Nothing really special about it, besides perhaps dropping a couple of metrics I did not find too interesting at ingestion.

One note: If you’ve got network policies in use, make sure that your Prometheus instance can actually reach the Mastodon Pods.

Next I went to my Grafana instance and created a few panels in a fresh dashboard to show the interesting data. I created a couple of stats panels first:

A screenshot of multiple Grafana stats panels. The first one is for 'Dead Jobs', showing that right now, there are 1196 of them. Next come the failed jobs, with 57k jobs and then the big one, 3.55 million processed jobs. That's followed by the retry queue with 96 entries and the scheduled queue, with 54 entries. — The overview stats panels in my Mastodon dashboard.

Then I’ve also got two time series panels, starting with the total jobs by type:

A screenshot of a Grafana time series panel, showing six hours from 16:00 to 22:00. The legend shows a number of different job types from Mastodon's system, like the FetchReplyWorker or the RefollowWorker. The plot is stacked, and hovers around 100 jobs on average. But around 16:50, 19:10, 20:28, 20:40, 21:00, 21:45, 22:00, there are peaks up to 300 to 500 jobs, driven by the ActivityPub:DeliveryWorker. — The current jobs running.

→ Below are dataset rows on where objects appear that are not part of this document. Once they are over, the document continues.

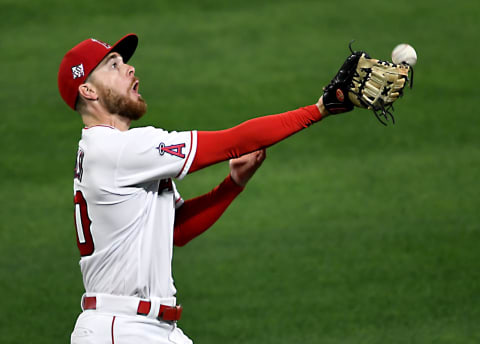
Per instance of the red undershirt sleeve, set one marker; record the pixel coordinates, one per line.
(249, 136)
(198, 214)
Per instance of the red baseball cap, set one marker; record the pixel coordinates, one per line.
(81, 60)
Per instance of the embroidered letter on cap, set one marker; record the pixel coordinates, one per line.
(106, 45)
(77, 71)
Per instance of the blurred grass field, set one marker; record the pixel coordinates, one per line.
(350, 233)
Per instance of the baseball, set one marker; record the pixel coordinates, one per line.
(404, 53)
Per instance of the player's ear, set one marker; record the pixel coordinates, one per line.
(87, 91)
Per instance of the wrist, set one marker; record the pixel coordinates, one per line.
(322, 108)
(233, 184)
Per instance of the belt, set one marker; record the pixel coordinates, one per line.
(165, 312)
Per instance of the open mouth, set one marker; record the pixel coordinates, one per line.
(135, 86)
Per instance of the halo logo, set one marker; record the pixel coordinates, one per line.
(175, 150)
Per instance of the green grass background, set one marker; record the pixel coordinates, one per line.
(350, 233)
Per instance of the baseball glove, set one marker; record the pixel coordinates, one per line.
(366, 83)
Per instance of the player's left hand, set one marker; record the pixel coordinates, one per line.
(243, 168)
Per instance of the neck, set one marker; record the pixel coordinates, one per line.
(114, 120)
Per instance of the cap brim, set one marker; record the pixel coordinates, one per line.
(126, 46)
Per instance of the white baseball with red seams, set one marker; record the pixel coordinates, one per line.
(404, 53)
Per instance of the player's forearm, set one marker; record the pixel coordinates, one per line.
(197, 215)
(257, 133)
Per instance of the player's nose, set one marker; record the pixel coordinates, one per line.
(130, 70)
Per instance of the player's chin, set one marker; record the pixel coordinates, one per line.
(134, 109)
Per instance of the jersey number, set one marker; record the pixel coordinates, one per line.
(82, 223)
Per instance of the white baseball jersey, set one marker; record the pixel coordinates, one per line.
(125, 204)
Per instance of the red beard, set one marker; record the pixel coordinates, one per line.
(122, 105)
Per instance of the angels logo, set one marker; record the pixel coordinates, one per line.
(175, 150)
(106, 45)
(78, 71)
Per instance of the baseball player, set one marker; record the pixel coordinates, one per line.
(128, 212)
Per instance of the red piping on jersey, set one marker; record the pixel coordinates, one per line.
(100, 125)
(113, 322)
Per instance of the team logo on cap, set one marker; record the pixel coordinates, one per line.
(106, 45)
(78, 71)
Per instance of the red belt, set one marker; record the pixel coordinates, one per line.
(167, 313)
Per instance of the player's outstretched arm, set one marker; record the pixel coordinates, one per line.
(198, 214)
(252, 135)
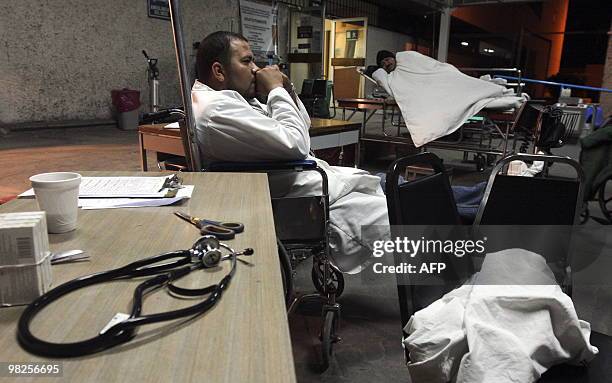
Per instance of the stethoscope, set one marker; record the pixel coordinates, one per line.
(205, 253)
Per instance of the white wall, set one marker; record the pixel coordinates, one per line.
(59, 60)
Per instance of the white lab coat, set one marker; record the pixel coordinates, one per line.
(230, 128)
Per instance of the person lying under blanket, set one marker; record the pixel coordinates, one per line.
(509, 323)
(436, 98)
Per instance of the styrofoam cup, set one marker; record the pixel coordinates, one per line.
(58, 195)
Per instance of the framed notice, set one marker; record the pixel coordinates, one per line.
(257, 26)
(159, 9)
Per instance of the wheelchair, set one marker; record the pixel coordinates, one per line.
(300, 239)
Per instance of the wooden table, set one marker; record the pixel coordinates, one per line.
(244, 338)
(324, 133)
(368, 106)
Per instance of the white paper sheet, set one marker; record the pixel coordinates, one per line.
(118, 187)
(115, 203)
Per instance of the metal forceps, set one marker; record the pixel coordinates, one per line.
(221, 230)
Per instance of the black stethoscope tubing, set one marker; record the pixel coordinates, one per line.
(124, 331)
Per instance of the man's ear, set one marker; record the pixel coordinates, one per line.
(218, 72)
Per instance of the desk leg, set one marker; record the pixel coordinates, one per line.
(359, 150)
(143, 154)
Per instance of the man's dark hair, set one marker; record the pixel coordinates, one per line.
(381, 55)
(214, 47)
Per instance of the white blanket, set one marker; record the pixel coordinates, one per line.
(485, 332)
(436, 98)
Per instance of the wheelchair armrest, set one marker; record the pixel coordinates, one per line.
(271, 166)
(261, 166)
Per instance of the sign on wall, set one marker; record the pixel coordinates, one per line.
(257, 26)
(159, 9)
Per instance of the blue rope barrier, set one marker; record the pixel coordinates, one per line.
(561, 84)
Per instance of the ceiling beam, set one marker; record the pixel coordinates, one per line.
(464, 3)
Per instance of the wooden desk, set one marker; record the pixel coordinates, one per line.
(368, 106)
(244, 338)
(324, 133)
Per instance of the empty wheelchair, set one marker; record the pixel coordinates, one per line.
(302, 231)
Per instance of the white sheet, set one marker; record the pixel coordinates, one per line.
(498, 333)
(436, 98)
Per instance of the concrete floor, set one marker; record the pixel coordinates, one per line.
(371, 348)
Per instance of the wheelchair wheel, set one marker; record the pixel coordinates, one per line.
(605, 199)
(286, 271)
(335, 282)
(328, 337)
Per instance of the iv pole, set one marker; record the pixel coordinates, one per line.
(188, 129)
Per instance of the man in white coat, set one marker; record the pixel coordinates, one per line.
(232, 125)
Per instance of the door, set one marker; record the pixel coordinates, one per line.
(348, 53)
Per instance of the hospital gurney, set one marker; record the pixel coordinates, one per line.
(486, 134)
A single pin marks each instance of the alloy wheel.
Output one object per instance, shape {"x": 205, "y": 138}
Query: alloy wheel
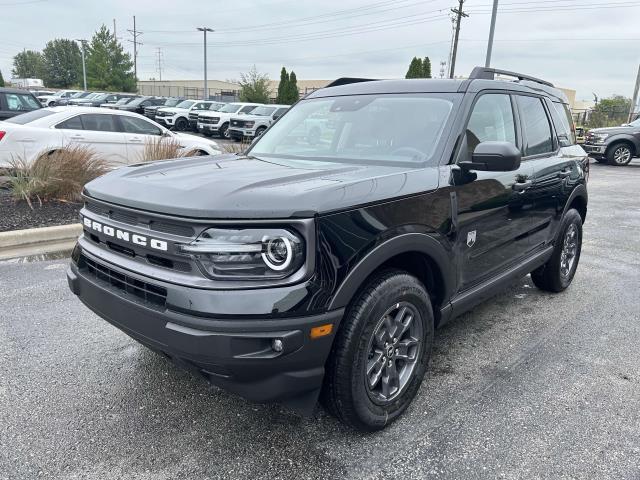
{"x": 569, "y": 251}
{"x": 393, "y": 353}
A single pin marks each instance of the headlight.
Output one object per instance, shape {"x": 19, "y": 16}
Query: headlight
{"x": 248, "y": 253}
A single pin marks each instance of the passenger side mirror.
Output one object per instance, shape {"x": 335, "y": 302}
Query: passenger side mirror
{"x": 494, "y": 157}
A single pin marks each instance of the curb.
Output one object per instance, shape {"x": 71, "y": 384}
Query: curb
{"x": 38, "y": 241}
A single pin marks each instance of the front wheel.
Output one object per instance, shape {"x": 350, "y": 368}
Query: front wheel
{"x": 619, "y": 155}
{"x": 557, "y": 274}
{"x": 381, "y": 352}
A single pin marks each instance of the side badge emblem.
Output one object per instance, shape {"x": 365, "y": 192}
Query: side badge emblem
{"x": 471, "y": 238}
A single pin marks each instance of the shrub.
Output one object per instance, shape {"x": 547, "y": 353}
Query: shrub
{"x": 59, "y": 175}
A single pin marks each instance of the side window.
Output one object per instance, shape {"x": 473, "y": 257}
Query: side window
{"x": 563, "y": 121}
{"x": 491, "y": 120}
{"x": 99, "y": 123}
{"x": 73, "y": 123}
{"x": 535, "y": 124}
{"x": 139, "y": 126}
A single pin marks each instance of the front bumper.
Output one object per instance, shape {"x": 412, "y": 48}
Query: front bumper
{"x": 234, "y": 352}
{"x": 595, "y": 150}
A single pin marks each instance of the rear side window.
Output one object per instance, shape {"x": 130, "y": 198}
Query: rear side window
{"x": 491, "y": 121}
{"x": 73, "y": 123}
{"x": 535, "y": 125}
{"x": 563, "y": 121}
{"x": 99, "y": 123}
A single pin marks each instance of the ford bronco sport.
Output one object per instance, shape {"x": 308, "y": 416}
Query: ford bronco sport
{"x": 303, "y": 270}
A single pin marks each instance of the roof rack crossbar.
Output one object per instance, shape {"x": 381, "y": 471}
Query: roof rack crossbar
{"x": 490, "y": 73}
{"x": 348, "y": 80}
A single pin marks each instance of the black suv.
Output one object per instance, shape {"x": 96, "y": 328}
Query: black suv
{"x": 305, "y": 269}
{"x": 616, "y": 145}
{"x": 14, "y": 101}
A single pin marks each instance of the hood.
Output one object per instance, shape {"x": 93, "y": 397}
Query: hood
{"x": 231, "y": 186}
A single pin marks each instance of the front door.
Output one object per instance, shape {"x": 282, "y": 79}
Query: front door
{"x": 493, "y": 207}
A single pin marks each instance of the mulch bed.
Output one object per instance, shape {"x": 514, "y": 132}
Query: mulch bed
{"x": 18, "y": 216}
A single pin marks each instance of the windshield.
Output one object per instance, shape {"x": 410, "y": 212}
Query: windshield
{"x": 30, "y": 116}
{"x": 185, "y": 104}
{"x": 360, "y": 129}
{"x": 230, "y": 108}
{"x": 263, "y": 111}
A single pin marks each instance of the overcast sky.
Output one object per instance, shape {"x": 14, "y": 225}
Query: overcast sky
{"x": 586, "y": 45}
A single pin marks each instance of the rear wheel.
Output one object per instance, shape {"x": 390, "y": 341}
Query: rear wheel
{"x": 557, "y": 274}
{"x": 619, "y": 154}
{"x": 381, "y": 352}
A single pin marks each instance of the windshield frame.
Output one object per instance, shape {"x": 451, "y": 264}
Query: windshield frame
{"x": 434, "y": 159}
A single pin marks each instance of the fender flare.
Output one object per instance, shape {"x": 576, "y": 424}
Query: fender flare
{"x": 404, "y": 243}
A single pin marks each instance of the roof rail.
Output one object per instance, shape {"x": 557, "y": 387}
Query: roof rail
{"x": 348, "y": 80}
{"x": 490, "y": 73}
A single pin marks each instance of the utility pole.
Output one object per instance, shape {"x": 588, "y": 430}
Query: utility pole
{"x": 159, "y": 63}
{"x": 135, "y": 42}
{"x": 634, "y": 102}
{"x": 492, "y": 30}
{"x": 84, "y": 68}
{"x": 459, "y": 14}
{"x": 205, "y": 30}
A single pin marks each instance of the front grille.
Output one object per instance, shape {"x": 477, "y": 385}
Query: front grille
{"x": 210, "y": 120}
{"x": 143, "y": 292}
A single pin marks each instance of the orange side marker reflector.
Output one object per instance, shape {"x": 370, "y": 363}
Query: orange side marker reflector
{"x": 321, "y": 331}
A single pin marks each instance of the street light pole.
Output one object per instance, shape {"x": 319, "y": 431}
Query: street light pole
{"x": 205, "y": 30}
{"x": 492, "y": 29}
{"x": 84, "y": 68}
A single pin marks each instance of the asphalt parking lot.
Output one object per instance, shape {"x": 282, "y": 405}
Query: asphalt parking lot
{"x": 528, "y": 385}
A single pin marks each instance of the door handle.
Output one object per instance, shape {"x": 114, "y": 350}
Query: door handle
{"x": 522, "y": 186}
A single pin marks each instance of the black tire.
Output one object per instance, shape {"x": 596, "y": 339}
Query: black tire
{"x": 346, "y": 391}
{"x": 556, "y": 275}
{"x": 620, "y": 154}
{"x": 224, "y": 131}
{"x": 182, "y": 124}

This plot shows the increase in jobs in the given period. It nicely shows the times where I made a post or boosted a post today. So this plot alone was already worth it. 🙂

Next, I’ve also got a plot for the failed jobs:

A screenshot of a Grafana time series panel, showing the failed jobs by type. It shows none for a lot of the time, but again, whenever I post or boost something, around the same times as the previous plot, the failed jobs shoot up, albeit only to around 22. — Failed jobs during the same time frame.

I would have wished for a bit more info, to be honest. At least the general instance information available in Mastodon’s admin dashboard would have been nice.

But this is enough for now, and it’s going to be interesting to see how the daily jobs develop in the future.